An A. fumigatus wild-type strain (AfS77; 10⁶ conidia/ml) was grown in 15 ml of liquid 2YT medium at 37°C for 15 h (22). Subsequently, 10 ml of the culture supernatant was removed and replaced with 10 ml of culture supernatant of wild type or pvdA pvdE mutant P. aeruginosa PA14, respectively, and culturing was continued for another 3 h. For Northern blot analysis, RNA was isolated with TRI Reagent (Sigma); 10 μg of total RNA was separated in formaldehyde-containing agarose gels, blotted onto Hybond-N+ membranes (Amersham Biosciences), and hybridized with digoxigenin-labeled probes. The primers used for generation of the hybridization probes were described previously (22).

Liquid CAS assay.

We prepared 10× CAS assay reagent as described previously (85). One part 10× CAS reagent was combined with 9 parts siderophore-containing liquid, and the mixture was incubated at 37°C for 6 h. Mixtures were measured with a plate reader (Opsys MR; DYNEX Technologies) and compared to RPMI medium –1× CAS reagent as reference values.

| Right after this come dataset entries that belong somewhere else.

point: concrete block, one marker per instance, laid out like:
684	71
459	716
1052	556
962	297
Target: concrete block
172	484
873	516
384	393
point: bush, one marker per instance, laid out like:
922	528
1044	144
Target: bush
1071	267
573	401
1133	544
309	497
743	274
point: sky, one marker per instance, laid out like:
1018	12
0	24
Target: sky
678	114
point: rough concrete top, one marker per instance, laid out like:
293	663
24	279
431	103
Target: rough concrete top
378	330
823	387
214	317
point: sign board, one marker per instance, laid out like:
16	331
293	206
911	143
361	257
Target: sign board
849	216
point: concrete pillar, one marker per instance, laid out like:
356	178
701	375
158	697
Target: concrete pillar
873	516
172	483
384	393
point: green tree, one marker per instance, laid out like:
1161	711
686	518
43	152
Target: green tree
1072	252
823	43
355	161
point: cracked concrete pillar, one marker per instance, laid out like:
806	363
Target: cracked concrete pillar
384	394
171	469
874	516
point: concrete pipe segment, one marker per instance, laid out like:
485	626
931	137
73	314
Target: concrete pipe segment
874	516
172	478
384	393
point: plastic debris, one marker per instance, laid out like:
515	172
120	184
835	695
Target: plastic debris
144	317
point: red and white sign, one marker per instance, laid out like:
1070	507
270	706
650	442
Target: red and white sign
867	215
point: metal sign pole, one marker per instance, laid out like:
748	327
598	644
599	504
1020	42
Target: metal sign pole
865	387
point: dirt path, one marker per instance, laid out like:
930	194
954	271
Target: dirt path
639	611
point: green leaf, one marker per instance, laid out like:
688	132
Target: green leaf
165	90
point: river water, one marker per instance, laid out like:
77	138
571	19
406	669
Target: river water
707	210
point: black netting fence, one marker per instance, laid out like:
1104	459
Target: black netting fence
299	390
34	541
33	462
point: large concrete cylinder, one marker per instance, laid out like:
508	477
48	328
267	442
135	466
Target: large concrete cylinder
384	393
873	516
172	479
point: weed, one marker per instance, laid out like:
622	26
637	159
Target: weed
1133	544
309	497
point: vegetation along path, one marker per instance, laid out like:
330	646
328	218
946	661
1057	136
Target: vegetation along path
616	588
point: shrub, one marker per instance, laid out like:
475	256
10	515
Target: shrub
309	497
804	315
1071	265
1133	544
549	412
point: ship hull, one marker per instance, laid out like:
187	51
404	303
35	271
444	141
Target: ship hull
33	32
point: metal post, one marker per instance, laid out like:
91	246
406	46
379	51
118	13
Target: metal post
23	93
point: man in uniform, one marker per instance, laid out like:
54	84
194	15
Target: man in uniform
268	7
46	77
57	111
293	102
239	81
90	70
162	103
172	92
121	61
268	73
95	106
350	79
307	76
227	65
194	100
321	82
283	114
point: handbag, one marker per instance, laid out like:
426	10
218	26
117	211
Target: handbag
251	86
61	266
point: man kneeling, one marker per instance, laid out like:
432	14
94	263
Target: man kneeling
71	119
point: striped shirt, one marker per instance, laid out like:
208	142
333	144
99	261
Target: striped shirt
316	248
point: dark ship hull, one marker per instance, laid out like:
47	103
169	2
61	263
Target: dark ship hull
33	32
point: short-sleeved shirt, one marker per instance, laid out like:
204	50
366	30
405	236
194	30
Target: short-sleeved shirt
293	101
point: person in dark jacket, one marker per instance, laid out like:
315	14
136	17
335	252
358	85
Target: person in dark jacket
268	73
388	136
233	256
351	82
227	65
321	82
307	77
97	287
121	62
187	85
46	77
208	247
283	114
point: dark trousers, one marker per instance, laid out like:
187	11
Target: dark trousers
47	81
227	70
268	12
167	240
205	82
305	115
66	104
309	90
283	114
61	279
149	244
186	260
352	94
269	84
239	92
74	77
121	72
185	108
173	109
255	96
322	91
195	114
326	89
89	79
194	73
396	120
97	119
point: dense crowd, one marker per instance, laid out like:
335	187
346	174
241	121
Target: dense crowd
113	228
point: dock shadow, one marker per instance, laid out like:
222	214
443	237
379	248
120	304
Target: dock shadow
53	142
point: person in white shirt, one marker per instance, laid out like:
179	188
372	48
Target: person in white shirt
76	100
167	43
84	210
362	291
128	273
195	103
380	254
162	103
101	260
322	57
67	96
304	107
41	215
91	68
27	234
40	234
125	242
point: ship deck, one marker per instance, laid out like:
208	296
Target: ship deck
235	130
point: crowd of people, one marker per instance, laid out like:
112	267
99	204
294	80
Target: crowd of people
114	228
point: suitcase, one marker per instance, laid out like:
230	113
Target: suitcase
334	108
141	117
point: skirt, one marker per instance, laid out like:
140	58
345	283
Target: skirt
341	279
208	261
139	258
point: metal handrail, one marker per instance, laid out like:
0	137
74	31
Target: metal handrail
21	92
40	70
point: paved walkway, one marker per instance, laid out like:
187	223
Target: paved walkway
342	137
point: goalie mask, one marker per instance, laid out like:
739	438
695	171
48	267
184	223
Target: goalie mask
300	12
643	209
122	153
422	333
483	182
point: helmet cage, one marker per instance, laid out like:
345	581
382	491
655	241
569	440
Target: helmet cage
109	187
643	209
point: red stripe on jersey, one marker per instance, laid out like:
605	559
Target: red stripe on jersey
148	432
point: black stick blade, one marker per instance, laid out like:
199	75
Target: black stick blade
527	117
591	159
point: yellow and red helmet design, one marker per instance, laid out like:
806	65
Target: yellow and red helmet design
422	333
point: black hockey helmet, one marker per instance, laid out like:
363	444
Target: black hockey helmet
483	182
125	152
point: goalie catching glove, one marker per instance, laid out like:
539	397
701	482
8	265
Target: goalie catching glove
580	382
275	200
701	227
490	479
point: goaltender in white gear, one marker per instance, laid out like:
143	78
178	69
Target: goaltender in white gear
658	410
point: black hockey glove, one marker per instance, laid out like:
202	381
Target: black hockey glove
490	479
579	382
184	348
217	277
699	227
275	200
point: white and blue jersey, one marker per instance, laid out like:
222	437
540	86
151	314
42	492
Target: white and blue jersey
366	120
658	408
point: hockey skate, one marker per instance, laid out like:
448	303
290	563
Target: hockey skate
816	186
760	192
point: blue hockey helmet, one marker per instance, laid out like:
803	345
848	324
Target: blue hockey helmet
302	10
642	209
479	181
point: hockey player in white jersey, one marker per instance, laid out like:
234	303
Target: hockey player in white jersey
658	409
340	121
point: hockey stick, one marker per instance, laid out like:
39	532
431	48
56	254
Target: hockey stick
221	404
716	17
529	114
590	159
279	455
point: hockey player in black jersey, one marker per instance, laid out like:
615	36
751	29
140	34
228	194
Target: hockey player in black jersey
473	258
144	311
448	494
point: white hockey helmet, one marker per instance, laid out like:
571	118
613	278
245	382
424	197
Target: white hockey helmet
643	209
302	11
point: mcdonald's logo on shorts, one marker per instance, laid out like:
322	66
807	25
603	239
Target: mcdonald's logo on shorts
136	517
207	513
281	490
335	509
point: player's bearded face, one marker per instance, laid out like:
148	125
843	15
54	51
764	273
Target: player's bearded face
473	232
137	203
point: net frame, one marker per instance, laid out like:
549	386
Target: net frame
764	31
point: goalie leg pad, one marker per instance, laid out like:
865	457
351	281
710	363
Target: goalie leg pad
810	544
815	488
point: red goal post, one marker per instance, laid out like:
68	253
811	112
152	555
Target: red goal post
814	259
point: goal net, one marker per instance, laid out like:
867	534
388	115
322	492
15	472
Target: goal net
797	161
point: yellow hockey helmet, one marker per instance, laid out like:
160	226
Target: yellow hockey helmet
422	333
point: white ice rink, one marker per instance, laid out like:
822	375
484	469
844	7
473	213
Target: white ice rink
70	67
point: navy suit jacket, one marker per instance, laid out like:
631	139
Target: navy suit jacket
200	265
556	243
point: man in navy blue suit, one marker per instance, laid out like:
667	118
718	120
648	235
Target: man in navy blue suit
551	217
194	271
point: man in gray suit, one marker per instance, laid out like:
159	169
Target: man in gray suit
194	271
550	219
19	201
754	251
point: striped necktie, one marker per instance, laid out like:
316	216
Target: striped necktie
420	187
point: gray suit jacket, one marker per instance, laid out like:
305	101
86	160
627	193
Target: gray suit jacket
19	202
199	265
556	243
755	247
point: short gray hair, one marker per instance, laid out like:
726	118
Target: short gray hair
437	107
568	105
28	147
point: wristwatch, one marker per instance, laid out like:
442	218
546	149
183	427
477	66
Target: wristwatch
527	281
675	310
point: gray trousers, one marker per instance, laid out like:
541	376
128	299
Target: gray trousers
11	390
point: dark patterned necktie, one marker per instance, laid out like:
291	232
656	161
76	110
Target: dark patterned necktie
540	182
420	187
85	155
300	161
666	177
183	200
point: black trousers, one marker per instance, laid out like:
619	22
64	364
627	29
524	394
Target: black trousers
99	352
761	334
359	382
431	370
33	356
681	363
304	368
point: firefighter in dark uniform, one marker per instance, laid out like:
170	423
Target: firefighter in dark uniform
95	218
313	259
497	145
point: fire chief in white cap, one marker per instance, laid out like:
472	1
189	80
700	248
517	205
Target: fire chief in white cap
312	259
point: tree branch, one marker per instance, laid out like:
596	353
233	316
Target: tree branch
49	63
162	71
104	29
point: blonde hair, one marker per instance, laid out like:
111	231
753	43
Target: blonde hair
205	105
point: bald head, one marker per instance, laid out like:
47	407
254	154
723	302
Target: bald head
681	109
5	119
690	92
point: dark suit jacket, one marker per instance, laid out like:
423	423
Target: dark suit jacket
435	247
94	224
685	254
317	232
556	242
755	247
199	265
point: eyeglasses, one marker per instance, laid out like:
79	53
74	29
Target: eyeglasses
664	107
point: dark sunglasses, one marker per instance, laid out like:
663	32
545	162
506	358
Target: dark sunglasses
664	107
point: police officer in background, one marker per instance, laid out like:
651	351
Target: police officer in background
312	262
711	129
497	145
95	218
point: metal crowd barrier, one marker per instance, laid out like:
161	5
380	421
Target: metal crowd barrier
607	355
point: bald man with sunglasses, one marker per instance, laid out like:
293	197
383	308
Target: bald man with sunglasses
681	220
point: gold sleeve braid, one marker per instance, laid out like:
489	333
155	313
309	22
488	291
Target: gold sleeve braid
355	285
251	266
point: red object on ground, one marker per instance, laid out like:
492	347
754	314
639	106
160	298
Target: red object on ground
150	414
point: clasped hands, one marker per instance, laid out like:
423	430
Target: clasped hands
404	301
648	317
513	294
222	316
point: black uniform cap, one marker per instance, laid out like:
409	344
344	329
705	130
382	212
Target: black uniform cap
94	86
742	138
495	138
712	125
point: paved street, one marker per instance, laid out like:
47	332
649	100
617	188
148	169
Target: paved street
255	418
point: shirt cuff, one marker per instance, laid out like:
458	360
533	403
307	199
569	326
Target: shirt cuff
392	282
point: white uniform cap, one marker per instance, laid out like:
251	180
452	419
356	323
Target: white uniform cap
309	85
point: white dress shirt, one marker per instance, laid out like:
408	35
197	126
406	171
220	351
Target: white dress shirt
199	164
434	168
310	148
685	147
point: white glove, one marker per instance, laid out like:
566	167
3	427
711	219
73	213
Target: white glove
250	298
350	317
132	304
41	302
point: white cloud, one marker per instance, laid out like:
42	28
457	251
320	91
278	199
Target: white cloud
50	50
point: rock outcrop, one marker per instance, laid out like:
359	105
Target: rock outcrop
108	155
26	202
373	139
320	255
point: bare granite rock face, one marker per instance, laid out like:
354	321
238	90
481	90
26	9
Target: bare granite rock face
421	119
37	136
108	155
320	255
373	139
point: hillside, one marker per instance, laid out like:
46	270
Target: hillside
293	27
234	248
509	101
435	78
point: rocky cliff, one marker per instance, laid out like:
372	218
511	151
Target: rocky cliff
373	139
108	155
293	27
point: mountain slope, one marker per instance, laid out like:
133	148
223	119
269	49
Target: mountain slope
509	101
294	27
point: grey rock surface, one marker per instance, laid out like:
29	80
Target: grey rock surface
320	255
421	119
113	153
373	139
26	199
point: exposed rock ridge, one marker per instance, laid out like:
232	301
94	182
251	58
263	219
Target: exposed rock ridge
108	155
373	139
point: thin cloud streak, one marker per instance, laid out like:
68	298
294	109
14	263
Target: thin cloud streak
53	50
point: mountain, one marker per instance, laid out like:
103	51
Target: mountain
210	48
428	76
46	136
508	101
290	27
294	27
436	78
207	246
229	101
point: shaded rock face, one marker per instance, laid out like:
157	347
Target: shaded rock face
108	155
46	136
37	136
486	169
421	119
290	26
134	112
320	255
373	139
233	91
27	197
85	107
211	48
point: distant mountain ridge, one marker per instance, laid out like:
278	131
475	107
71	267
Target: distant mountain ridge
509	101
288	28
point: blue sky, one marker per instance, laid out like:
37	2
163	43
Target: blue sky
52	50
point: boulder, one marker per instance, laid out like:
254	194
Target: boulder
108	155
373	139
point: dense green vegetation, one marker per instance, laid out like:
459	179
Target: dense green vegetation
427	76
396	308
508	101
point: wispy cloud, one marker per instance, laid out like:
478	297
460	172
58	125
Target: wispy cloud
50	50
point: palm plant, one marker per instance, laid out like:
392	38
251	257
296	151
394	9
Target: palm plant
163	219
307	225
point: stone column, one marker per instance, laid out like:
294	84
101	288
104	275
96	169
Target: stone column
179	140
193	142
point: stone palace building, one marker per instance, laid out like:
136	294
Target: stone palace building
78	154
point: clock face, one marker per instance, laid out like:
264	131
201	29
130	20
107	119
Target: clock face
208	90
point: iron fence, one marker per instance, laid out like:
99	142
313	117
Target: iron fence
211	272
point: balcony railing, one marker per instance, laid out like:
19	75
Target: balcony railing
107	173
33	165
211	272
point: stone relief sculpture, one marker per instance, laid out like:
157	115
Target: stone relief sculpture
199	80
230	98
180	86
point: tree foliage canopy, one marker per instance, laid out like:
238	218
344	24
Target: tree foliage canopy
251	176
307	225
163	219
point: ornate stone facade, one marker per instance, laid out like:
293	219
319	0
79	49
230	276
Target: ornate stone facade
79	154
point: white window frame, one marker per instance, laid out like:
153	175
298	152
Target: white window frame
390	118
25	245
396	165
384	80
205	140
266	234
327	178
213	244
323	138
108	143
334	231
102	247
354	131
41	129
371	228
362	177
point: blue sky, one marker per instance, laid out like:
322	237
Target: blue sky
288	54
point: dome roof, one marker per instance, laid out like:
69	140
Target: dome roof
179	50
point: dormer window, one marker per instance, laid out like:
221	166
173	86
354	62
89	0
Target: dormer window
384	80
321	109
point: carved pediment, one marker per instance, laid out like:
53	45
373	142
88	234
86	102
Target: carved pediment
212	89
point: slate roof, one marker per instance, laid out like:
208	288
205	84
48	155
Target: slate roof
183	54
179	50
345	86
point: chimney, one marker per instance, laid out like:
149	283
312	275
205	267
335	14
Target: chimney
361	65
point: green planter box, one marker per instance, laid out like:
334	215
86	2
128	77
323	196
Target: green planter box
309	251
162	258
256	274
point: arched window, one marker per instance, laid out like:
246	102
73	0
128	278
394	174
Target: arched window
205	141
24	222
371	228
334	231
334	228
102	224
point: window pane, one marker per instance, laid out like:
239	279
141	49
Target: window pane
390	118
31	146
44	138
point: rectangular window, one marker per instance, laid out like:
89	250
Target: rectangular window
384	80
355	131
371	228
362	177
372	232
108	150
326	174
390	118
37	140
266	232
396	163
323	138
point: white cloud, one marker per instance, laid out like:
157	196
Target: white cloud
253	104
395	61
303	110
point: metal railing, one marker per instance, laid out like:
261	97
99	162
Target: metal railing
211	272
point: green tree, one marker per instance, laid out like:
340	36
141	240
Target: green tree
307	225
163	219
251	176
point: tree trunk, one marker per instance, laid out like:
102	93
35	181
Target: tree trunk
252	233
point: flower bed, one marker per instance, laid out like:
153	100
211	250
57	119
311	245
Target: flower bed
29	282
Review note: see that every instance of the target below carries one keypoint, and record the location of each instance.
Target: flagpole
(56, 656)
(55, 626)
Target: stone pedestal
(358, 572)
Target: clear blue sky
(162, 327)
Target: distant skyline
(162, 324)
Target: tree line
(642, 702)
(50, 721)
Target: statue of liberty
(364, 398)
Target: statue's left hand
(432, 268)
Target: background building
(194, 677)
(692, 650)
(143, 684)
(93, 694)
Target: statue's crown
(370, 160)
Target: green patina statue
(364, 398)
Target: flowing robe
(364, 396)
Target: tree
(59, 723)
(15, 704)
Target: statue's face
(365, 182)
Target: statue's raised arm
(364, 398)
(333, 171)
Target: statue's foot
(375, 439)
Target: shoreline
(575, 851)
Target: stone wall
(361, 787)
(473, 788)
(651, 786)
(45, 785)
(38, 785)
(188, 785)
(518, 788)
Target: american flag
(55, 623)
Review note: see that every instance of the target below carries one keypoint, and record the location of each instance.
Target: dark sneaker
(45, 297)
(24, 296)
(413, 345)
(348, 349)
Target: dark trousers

Aspergillus growth assays.

The A. fumigatus sidA ftrA mutant strain (10⁴ conidia) was point inoculated onto 2 ml of solid minimal medium (86) with or without supplementation with FeSO₄ to a final concentration of 5 mM, pyoverdine to final concentrations of 1 and 10 μM, TAFC to final concentrations of 1 and 10 μM, or 600 μl of wild-type PA14 PCF. The plates were incubated for 48 h at 37°C.

Statistical analysis.

Results were analyzed with Student's t test if two groups were compared and one-way analysis of variance (ANOVA) combined with Tukey's posttest for multiple comparisons. All data in this study are expressed as the mean ± the standard deviation (SD). Data reported as percentages of the control value were compared with Student's t test after arcsin transformation of the proportions; these data are presented as percentages.